Working Wonders

Birmingham embraces past while focusing on the future

In today's age, the minor league teams drawing the most fans are typically those with the newest ballparks.

That's not the case with the Birmingham Barons. Sure, Regions Park is newer than the stadium they left, but that can be said of every ballpark in America. After all, Rickwood Field is the oldest standing ballpark in the country.

Despite the fact that Regions Park is now the second-oldest in the Double-A Southern League, the Barons are consistently one of the circuit's top draws. This year, the Barons finished second in the league with a 74-63 record and sold 302,979 tickets, second-most in the league. But it doesn't even take a winning record to keep the turnstiles spinning. In 2006 and 2007, the Barons finsished eighth and ninth, respectively, but still drew the third-most fans in the league.

"For us, we have identified what may be the needs and what people in this community desire and that's really clean, affordable, safe, family entertainment and that's what we provide," said Birmingham general manager Jonathan Nelson, whose club will host the SL all-star game in 2009. "We've identified what this community is about, what it values and what its needs are and we're doing our best to fill the needs and be the option for people to come out and enjoy Barons baseball games. My former boss here, Bill Hardekopf, once said we're in the memory-making business, and we take that to heart. We want to create a positive memory for everybody that comes out here, especially children."

They accomplish that mission with a commitment to tradition and by providing good, old-fashioned customer service. That's more difficult than it sounds, Southern League president Don Mincher said. It's also one of the reasons the Birmingham Barons are the Double-A recipients of the 2008 Freitas Award.

"It used to be that the first person you see at the ballpark is someone that isn't happy with their job," Mincher said. "Nowadays, the first person you see is a parking attendant that is happy to be there and is helpful, answering any questions the customer might have. Then, the next person you see will be the person that sells you your ticket and they always have a smile on their face and they're always there to help. These things are easy to do in April. The successful club keeps it going through the entire year in July and August. No matter how good your ballclub is, no matter how far ahead or behind they are in the standings, you'll always see employees with a smile on their face. Birmingham does that really well"
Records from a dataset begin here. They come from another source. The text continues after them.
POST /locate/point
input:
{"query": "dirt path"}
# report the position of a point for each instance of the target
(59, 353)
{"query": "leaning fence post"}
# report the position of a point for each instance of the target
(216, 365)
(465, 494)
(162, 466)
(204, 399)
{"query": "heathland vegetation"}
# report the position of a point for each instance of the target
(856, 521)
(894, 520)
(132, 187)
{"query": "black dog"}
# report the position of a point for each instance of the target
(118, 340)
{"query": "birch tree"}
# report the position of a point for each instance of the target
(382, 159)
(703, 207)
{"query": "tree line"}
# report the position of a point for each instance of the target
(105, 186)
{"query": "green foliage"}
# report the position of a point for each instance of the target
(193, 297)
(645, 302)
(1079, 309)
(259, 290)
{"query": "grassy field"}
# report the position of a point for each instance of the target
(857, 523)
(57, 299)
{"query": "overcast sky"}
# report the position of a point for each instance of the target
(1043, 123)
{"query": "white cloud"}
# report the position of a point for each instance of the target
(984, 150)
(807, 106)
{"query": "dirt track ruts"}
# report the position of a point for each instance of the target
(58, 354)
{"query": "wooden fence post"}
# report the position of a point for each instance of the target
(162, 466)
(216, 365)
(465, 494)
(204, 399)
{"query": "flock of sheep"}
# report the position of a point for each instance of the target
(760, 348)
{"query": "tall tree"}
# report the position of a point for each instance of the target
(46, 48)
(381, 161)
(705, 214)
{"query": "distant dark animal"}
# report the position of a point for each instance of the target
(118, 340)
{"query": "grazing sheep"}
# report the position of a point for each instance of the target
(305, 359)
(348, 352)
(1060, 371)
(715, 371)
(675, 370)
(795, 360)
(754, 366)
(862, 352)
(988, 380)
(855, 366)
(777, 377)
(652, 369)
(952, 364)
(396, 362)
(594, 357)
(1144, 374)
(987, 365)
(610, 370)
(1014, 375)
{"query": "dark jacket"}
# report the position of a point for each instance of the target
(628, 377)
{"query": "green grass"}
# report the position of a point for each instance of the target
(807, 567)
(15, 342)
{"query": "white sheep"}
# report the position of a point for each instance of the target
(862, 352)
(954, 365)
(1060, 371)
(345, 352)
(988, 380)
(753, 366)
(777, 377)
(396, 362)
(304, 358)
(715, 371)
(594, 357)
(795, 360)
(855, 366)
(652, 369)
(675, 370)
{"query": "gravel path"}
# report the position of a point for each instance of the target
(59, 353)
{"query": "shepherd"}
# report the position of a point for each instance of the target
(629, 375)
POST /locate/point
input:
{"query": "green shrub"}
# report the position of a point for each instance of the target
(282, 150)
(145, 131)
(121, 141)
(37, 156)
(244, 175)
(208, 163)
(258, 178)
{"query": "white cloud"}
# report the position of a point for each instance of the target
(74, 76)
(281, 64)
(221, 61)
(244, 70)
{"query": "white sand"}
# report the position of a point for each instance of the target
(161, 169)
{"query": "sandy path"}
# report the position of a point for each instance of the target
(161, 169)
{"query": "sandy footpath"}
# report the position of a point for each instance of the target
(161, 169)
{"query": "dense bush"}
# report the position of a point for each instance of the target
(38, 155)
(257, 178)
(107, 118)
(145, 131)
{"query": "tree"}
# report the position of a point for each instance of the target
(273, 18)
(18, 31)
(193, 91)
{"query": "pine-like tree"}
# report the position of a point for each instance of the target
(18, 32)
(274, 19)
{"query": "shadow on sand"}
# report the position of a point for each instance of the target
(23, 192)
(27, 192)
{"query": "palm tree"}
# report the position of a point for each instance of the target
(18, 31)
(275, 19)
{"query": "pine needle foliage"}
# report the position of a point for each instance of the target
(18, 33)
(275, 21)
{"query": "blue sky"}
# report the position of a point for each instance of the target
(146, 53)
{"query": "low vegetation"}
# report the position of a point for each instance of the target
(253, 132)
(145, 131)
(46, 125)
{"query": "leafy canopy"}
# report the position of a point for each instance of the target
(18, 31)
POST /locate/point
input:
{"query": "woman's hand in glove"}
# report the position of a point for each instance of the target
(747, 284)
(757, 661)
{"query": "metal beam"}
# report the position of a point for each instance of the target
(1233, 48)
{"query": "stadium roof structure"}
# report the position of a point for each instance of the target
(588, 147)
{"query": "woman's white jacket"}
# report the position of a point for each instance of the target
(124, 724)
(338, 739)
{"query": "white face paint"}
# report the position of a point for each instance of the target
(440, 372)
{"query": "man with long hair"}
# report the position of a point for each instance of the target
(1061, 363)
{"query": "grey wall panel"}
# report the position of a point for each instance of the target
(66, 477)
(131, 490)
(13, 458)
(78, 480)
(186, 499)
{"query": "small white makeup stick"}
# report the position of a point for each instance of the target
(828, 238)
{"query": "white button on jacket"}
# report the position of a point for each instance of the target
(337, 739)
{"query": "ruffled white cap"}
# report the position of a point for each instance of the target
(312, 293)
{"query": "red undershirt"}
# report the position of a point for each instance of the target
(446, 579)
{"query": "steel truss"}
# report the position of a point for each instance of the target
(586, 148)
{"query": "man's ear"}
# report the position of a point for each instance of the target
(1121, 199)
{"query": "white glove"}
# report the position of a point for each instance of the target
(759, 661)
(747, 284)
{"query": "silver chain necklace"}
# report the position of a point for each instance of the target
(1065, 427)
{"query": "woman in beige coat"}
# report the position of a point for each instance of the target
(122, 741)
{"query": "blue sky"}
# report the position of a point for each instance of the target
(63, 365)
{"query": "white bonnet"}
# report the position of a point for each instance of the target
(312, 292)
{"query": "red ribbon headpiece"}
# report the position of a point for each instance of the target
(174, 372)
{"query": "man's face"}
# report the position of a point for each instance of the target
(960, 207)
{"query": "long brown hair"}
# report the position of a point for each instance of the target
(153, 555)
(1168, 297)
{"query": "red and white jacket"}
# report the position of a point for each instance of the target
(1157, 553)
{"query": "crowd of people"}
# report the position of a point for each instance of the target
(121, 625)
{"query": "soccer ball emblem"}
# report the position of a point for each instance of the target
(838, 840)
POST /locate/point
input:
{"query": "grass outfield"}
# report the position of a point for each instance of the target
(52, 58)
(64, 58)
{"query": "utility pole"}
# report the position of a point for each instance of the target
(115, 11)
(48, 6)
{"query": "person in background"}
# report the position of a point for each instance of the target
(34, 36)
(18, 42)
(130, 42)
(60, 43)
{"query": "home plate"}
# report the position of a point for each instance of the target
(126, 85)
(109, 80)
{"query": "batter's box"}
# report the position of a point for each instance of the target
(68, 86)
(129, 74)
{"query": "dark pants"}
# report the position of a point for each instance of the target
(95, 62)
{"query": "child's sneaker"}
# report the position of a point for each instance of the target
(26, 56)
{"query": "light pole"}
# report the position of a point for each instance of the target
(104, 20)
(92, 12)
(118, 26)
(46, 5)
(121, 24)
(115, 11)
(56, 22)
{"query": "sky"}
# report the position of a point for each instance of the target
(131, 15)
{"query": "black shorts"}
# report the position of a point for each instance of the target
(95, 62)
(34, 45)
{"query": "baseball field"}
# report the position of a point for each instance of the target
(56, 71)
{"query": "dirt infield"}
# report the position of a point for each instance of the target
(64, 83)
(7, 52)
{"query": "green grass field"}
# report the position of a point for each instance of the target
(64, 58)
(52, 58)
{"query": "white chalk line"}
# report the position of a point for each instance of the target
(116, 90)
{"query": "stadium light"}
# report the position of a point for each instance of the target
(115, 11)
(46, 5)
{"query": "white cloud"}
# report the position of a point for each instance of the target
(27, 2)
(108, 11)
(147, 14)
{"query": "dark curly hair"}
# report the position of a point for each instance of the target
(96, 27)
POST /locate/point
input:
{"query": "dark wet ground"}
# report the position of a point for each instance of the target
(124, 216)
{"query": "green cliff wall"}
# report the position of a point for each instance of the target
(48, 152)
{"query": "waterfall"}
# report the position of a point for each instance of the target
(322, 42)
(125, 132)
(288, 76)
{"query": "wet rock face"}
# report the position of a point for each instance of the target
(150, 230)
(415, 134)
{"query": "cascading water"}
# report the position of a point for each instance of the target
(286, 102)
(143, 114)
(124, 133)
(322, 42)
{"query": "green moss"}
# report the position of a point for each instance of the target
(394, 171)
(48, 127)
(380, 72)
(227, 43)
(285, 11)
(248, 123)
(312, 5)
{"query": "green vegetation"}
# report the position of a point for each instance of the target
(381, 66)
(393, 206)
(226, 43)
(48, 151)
Like a smile, keeping the ballpark clean is another small thing that can go a long way.

"The one thing you want to do in minor league baseball is to keep the Mamas happy," Mincher said. "If Mama walks in that ballpark and the bathroom is dirty, Mama isn't coming back. Birmingham does that really well. Daddy's going to come and bring the kids no matter what, but it's important to keep the females happy to keep the entire family coming out to the ballpark."

Like many minor league teams, the Barons offer Belly-Buster Mondays, hot dogs for a quarter on Tuesdays, Thirsty Thursdays and postgame fireworks on Friday nights. They have promotional giveaways, visiting mascots and between-inning entertainment.

"What we try to do, like most minor league teams, is make it a very fun and unique environment and experience for everybody that comes out," Nelson said. "We have different promotions on different days of the week and make it fun for all fans—not just families—but fans of all ages."

Their biggest promotion of the year is an annual voyage back in time.

Rickwood Field was built in 1910 and the Barons played there until 1988, when they moved to Regions Park. Rickwood was preserved and is now a city park, giving the team an opportunity to pay homage to the good ol' days. For the past 13 years, the Barons have gone back to Rickwood for a midseason turn-back-the-clock game called the Rickwood Classic.

"We're the only minor league team that turns back the clock and actually goes back to its former minor league stadium," Nelson said. "It's a pretty special event and to be able to re-live some of the memories and give fans the chance to go back to the park they grew up going to, while at the same time having the newer bells and whistles at Regions Park, is a great combination. People fly in from all over the country because it's baseball how it used to be, in its purest sense, with the hand-operated scoreboard, the PA system and a live ragtime band playing behind home plate. It really allows us to differentiate ourselves from a lot of teams and we're extremely fortunate to be able to blend the past with the present."